The attorney you choose will determine how you come across to the court. The Great Oz who hides behind the curtain is testing you to see if you are really a Man. You will be mercilessly tortured until you either break down from the systematic abuse heaped on you year after year, or you win primary custody of your children. There is no middle ground. Why? Because Borderlines know no middle ground and Borderlines force all- or-nothing resolutions. Courts and attorneys do not understand this about Borderlines. In fact, they do not know Borderlines even exist. Aristotle said, “Know Thyself.” To survive, you must know your heart, your strengths and weaknesses, your limits and potentials. If you know now that you are not ready, willing and able to endure endless psychological, emotional, financial and social abuse, you need to consider walking away and never looking back–whatever that means to you. If you do walk away, be absolutely certain that five or ten years from now, you will be able to look at yourself in the mirror and say, “I did everything I possibly could to save my children.” This is one way to survive a Borderline divorce. There is only one other way. If you are a man who cannot walk away from his children and who is willing to risk and sacrifice everything for your children, you have no choice but to to be “all in”, no matter what, no matter how long.

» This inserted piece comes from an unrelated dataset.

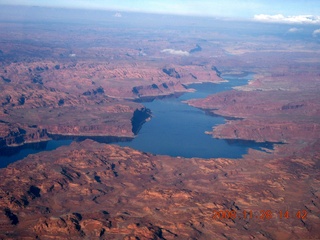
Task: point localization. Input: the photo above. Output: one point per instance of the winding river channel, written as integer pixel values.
(175, 129)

When Hawkeye tells Cora in The Last of the Mohicans to go–he will find her “no matter how far, no matter how long”–he meant it. And so will you. Because your children’s lives solely depend on you. When you resolve that you have no other options but to save your children, take action: Dream a new dream for your life. This is the necessary first step to survival.
- Seek out a good life coach or psychologist and get the help you need.
- Read as much as you can about BPD. In time, you will learn how easy it is to manipulate a BPD.
- Find an attorney who either specializes in BPD cases or who is willing to consult with one does; and Accept that the court system is not only blind when it comes to BPD cases, it is also deaf and dumb–and then develop a plan that forces your judge to deal with reality.
- Your goal is primary custody of the children. In almost all Borderline cases in which the Borderline parent is moderately or severely Borderline, this is the only custody arrangement that will save the children. If your game plan is Borderline savvy and if you have the wherewithal to financially and personally endure protracted litigation against a Borderline, you can save your children and live your new dream.